L’incontro di ieri è arrivato in seguito alla telefonata della settimana scorsa tra Trump e il presidente cinese Xi Jinping, nel quale i due leader si sono impegnati a evitare una guerra commerciale, lasciando spazio alla possibilità di arrivare a un accordo. E ora, dopo due mesi di scontri e vendette, Washington e Pechino si trovano in un momento di tregua, dopo che a metà maggio a Ginevra si sono accordate per mettere in pausa i dazi per 90 giorni e così aprire il dialogo. Ma dal giorno dell’accordo si sono accusate a vicenda di averlo violato: Trump ha incolpato la Cina di rallentare l’approvazione di nuove vendite di minerali critici: «La cattiva notizia è che la Cina, tra l’altro senza sorprendere alcune persone, ha completamente violato il suo accordo con noi», aveva scritto Trump causando nuove tensioni.
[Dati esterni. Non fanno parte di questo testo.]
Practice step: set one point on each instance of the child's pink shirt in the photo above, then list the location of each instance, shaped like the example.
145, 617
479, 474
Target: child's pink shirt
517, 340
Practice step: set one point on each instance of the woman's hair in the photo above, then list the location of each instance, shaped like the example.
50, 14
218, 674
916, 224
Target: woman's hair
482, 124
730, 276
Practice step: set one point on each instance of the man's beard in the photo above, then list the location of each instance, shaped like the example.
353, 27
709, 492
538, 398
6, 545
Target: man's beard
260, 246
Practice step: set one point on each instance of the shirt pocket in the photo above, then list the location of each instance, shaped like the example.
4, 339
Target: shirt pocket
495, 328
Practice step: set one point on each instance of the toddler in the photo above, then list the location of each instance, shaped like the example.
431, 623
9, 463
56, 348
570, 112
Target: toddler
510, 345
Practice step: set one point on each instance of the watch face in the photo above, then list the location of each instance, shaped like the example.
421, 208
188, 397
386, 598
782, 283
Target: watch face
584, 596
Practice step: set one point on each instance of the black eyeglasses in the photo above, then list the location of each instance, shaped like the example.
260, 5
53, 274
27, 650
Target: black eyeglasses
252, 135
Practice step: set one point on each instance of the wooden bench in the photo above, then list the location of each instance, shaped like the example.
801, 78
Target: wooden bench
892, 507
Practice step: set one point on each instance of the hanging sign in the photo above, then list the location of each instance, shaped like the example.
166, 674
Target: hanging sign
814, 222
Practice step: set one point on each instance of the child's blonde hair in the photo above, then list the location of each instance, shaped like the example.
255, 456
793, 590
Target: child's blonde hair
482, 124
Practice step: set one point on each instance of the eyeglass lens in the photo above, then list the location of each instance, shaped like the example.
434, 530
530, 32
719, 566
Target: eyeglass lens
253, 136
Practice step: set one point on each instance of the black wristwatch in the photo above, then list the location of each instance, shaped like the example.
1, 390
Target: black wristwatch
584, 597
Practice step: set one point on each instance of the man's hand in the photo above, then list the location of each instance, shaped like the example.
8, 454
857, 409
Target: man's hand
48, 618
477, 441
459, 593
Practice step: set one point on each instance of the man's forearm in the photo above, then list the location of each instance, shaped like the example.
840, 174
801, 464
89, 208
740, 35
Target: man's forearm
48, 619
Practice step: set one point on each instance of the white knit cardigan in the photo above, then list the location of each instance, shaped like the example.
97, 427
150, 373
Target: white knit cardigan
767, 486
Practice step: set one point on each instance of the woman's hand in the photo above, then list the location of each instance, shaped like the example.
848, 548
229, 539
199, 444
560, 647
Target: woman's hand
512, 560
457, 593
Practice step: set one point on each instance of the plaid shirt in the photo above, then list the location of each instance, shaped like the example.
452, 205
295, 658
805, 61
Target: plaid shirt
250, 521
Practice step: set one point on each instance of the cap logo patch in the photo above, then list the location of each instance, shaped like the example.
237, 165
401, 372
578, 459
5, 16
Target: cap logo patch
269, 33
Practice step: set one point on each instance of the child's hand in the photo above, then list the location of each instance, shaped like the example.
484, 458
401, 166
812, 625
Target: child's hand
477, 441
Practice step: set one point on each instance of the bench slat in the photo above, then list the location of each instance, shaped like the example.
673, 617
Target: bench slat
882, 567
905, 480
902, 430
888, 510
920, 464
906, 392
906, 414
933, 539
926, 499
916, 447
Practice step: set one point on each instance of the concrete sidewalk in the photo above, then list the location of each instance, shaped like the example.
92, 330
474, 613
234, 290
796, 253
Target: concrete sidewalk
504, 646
Pechino ha invece attaccato la Casa Bianca per le restrizioni sui visti per gli studenti cinesi e per quelle sulle esportazioni di microchip.
In un’intervista a Cnbc Rebecca Harding, Ceo del Centre for Economic Security, ha detto che: «quello che sta succedendo non è solo uno scontro sul commercio. Si tratta di uno scontro sulla gestione delle loro economie. Questo è solo l’inizio ed è una battaglia per il ventunesimo secolo». Ma altri analisti fanno notare che sul breve termine quello che veramente interessa a Trump è riuscire ad avere lo stesso flusso di minerali dalla Cina e la presenza del segretario al Commercio Howard Lutnick sarebbe un segnale molto chiaro in questa direzione: Lutnick infatti ha avuto dal presidente la delega sulle restrizioni all’invio di prodotti tecnologici alla Cina.
Reuters inoltre sostiene che l’industria automobilistica sia «nel panico» proprio a causa della decisione di Pechino di restringere le esportazioni dei suoi minerali. La Cina controlla il 90% delle terre rare e dei magneti mondiali: secondo il dipartimento dell’Energia statunitense, sono essenziali per la sicurezza nazionale, per l’indipendenza energetica e per la crescita economica. Intanto ieri Wall Street ha condotto una seduta in leggero rialzo, in attesa di dettagli più chiari sull’incontro, ma di sicuro spinta dalla possibilità che la crisi delle terre rare cinesi possa essere risolta.
LA RISPOSTA DELLE BORSE
Il mercato americano guarda anche a due importanti appuntamenti: ci sarà la pubblicazione dei dati sui prezzi al consumo ma soprattutto di quelli sull’inflazione che potrebbero mandare nuovi segnali alla Federal Reserve per un possibile taglio dei tassi dopo sei mesi di pausa. Dopo i crolli del mese scorso, da due settimane Wall Street ha recuperato terreno, con lo S&P 500 che venerdì scorso ha superato i 6.000 punti per la prima volta dal 21 febbraio e in questo momento si trova distante solo del 3% dal record storico. Al contrario i mercati europei hanno chiuso in rosso in attesa di notizie più chiare sui negoziati tra Cina e Stati Uniti.